Brian McLaren makes some great points in one of his posts today:
Thomas Friedman, learning from an experience on safari in Botswana, gets it right in his NYT editorial today … Quotable quote:
We’re trying to deal with a whole array of integrated problems — climate change, energy, biodiversity loss, poverty alleviation and the need to grow enough food to feed the planet — separately. The poverty fighters resent the climate-change folks; climate folks hold summits without reference to biodiversity; the food advocates resist the biodiversity protectors.
They all need to go on safari together.
“We need to stop thinking about these issues in isolation — each with its own champion, constituency and agenda — and deal with them in an integrated way, the way they actually occur on the ground,” argued Glenn Prickett, senior vice president with Conservation International. “We tend to think about climate change as just an energy issue, but it’s also about land use: one-third of greenhouse gas emissions come from tropical deforestation and agriculture. So we need to preserve forests and other ecosystems to solve climate change, not only to save species.”
This was exactly the insight that smacked me upside the head when I was researching Everything Must Change. You can’t deal with discrete symptoms without getting to the deeper disease-issues that underlie them.

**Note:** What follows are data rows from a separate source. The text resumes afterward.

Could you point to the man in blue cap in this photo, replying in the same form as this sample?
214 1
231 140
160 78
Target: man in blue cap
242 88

It strikes me that we need to keep this holistic, systems-thinking approach engaged as we deal with health care here in the USA. For example, when restaurants and grocery stores know they can make more money selling us oversized portions full of and coated with high-fat, high-sugar, highly-processed gunk, and when we keep buying what they’re selling, and when that produces an obesity epidemic – and obesity is becoming a bigger health-care problem than smoking, by the way – then we have to realize that health care is related to diet, and that one of the “externalized costs” of the food industry’s profits is a sick health care system treating sick people and creating a sick economy. (Nicholas Kristof captures one facet of the sickness of our soul-less calorie-factory food industry in his NYT editorial today, a fitting companion to Friedman’s, as they both call us to re-situate ourselves within creation.)
So today is a good day to remember Solomon, that icon of wisdom, who, for all his flaws, knew there was a lot to learn from observing natural systems in their amazing interdependence. He was no one-issue expert who had climbed tall into the silo (aka ivory tower) of one narrow discipline; he pursued multi-dimensionality in his life. For starters, he was (in his early years at least) a truly spiritual man, having prayed for wisdom over riches, fame, power, etc. No wonder he said, “The reverence for the Lord is the beginning of wisdom.” He was also an artistic man – with obvious gifts for poetry, for music (like his dad), and for architecture as well. These qualities, together with his attention to plant and animal life, seemed to give him the kind of integrative, big-picture wisdom that we need a lot more of today. Here’s how he was eulogized in 1 Kings 4:
God gave Solomon wisdom and very great insight, and a breadth of understanding as measureless as the sand on the seashore… He spoke three thousand proverbs and his songs numbered a thousand and five. He described plant life, from the cedar of Lebanon to the hyssop that grows out of walls. He also taught about animals and birds, reptiles and fish. Men of all nations came to listen to Solomon’s wisdom, sent by all the kings of the world, who had heard of his wisdom.
If he were here today, I think old Solomon would have given Thomas Friedman and Nicholas Kristof a hearty “amen,” maybe even a high-five.